Oysters are filter feeders living in estuaries. They consume plankton, bacteria, algae and other organic particles as their food sources. In addition to being found in bacteria, Kdo was also found in algae (7). Based on their food intake, we reasoned that oyster should contain a-Kdo-ase to digest Kdo-containing glycoconjugates in marine organisms and we carried out the purification and characterization of α-Kdo-ase from the hepatopancreas of oyster, Crassostrea virginica, in 1997 (6). In 1999, we subsequently found that oyster hepatopancreas was devoid of the conventional sialidase, but contained two Kdn-cleaving sialidases (8). The major one, Kdn-sialidase, effectively cleaved a-linked Kdn and also slowly hydrolyzed a-linked Neu5Ac. The minor one, Kdn-ase, exclusively cleaved a-linked Kdn. For the purpose of cloning Kdn-sialidase, we purified oyster Kdn-sialidase to electrophoretically homogeneous form (8) and obtained three tryptic peptides: Peptide 1, SGDSAEIWVLSAR; Peptide 2, NTWLYPIYYAGGSSQEQTSNLK; and Peptide 3, GQPHLSAFFR. In addition, we found that the N-terminus of the native enzyme protein was identical to Peptide 1.
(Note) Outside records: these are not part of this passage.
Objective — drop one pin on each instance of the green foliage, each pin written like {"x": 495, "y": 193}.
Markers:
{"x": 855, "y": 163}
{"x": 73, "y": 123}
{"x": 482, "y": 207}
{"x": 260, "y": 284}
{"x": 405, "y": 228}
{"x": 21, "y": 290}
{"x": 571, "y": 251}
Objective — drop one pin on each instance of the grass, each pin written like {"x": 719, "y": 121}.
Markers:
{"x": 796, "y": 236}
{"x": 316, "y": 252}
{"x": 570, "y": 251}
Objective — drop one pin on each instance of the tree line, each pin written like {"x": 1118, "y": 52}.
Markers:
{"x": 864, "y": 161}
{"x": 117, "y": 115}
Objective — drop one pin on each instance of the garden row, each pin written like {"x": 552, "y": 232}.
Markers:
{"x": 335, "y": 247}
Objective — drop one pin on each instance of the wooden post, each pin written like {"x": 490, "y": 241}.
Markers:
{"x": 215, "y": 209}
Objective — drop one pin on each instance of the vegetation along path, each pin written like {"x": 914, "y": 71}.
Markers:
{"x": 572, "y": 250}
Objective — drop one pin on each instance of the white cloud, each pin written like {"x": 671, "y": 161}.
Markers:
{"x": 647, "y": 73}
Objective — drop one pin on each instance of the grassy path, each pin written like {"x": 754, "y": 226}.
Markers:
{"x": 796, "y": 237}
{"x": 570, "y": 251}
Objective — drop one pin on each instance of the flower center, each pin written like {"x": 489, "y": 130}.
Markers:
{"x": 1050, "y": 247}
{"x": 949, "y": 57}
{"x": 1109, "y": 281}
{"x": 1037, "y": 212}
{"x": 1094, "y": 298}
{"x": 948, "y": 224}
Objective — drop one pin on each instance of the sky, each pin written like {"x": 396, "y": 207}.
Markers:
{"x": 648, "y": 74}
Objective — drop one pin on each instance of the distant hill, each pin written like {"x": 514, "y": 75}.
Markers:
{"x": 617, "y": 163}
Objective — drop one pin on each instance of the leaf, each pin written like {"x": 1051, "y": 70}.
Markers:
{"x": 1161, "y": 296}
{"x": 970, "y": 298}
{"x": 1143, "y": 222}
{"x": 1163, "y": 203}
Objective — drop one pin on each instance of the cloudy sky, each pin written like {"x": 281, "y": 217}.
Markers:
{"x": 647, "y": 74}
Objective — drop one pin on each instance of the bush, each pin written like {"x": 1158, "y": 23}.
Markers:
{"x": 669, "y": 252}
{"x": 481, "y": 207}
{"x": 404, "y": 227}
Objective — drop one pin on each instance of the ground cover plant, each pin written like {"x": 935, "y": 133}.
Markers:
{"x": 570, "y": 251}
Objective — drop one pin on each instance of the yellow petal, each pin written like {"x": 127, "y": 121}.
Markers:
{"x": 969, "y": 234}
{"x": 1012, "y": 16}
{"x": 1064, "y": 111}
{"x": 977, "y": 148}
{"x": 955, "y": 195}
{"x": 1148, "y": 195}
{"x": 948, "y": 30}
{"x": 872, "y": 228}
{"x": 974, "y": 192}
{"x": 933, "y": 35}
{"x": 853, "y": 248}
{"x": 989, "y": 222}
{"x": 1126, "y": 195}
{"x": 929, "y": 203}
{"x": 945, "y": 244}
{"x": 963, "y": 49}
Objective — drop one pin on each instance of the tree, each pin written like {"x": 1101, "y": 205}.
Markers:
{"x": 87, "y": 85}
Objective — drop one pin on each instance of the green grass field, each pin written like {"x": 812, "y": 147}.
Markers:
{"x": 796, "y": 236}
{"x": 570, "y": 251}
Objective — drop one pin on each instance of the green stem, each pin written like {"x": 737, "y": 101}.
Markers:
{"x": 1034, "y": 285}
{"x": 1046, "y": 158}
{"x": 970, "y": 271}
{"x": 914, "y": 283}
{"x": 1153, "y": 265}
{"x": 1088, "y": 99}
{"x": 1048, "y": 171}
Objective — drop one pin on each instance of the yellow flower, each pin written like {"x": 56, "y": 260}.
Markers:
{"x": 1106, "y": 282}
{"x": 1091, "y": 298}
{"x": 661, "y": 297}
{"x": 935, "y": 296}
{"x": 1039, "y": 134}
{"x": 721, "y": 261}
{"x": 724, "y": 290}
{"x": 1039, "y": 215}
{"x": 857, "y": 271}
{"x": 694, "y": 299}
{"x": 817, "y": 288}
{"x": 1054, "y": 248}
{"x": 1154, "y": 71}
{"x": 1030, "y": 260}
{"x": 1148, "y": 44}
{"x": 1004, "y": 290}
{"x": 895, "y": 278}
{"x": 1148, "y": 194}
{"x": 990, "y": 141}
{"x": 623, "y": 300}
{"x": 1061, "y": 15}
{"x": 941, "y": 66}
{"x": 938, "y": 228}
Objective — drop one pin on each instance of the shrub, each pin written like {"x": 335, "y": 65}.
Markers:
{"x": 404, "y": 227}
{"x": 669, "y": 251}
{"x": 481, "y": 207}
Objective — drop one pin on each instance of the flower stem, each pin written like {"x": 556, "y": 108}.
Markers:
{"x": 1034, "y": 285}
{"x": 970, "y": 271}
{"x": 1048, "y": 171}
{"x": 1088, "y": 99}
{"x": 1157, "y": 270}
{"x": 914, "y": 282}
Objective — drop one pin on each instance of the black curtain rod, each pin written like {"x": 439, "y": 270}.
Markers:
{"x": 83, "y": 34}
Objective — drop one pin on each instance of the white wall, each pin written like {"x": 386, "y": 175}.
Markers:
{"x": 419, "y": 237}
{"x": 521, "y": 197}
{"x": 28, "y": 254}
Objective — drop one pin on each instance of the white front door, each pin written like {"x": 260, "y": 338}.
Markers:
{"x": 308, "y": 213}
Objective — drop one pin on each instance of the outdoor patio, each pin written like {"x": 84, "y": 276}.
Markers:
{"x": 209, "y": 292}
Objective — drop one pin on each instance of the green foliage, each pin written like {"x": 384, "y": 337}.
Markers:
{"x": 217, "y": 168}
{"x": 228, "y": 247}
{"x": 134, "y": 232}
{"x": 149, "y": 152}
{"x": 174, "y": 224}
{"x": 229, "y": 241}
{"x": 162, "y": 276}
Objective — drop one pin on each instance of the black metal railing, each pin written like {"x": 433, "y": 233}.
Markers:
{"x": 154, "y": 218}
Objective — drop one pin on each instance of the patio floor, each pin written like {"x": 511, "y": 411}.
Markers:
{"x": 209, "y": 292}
Using the degenerate oligonucleotide probes deduced from these three peptides, we followed the conventional cloning procedures to obtain a cDNA clone expected to encode Kdn-sialidase. We proceeded to express this gene in E. coli first and then in yeast and CHO-S cells. However, we were not able to detect any Kdn-sialidase activity under a variety of conditions. After struggling for over two years, we reconsidered the structural similarity of Kdo and Kdn. Since oyster hepatopancreas also contained Kdo-ase, we decided to check the expressed protein for Kdo-ase activity. We were pleasantly surprised that this expressed protein, presumed to be Kdn-sialidase, had a very strong a-Kdo-cleaving activity in yeast and CHO-S cells but not in E. coli. Thus, our expressed protein was an a-Kdo-ase. This surprising result could be due to one of the two possibilities. One is that Kdn-sialidase and a-Kdo-ase might have very similar chemical and physical properties and the two enzymes might migrate at the close proximity on SDS gel electrophoresis. Because of this, the tryptic peptides that generated from the excised gel-band might be derived from the native α-Kdo-ase. The other is that the gene encoding Kdn-sialidase might have high homology to that encoding α-Kdo-ase. The PCR-cloning strategies using the degenerate primers designed based on the three tryptic-peptides of the native Kdn-sialidase might have enriched the homologous DNA sequence that encodes α-Kdo-ase. Only the revelation of the gene that encodes oyster Kdn-sialidase can we verify which of the above two possibilities resulted in our unexpected finding.


The availability of α-Kdo-ase would facilitate the study of the structures and functions of α-Kdo containing glycans.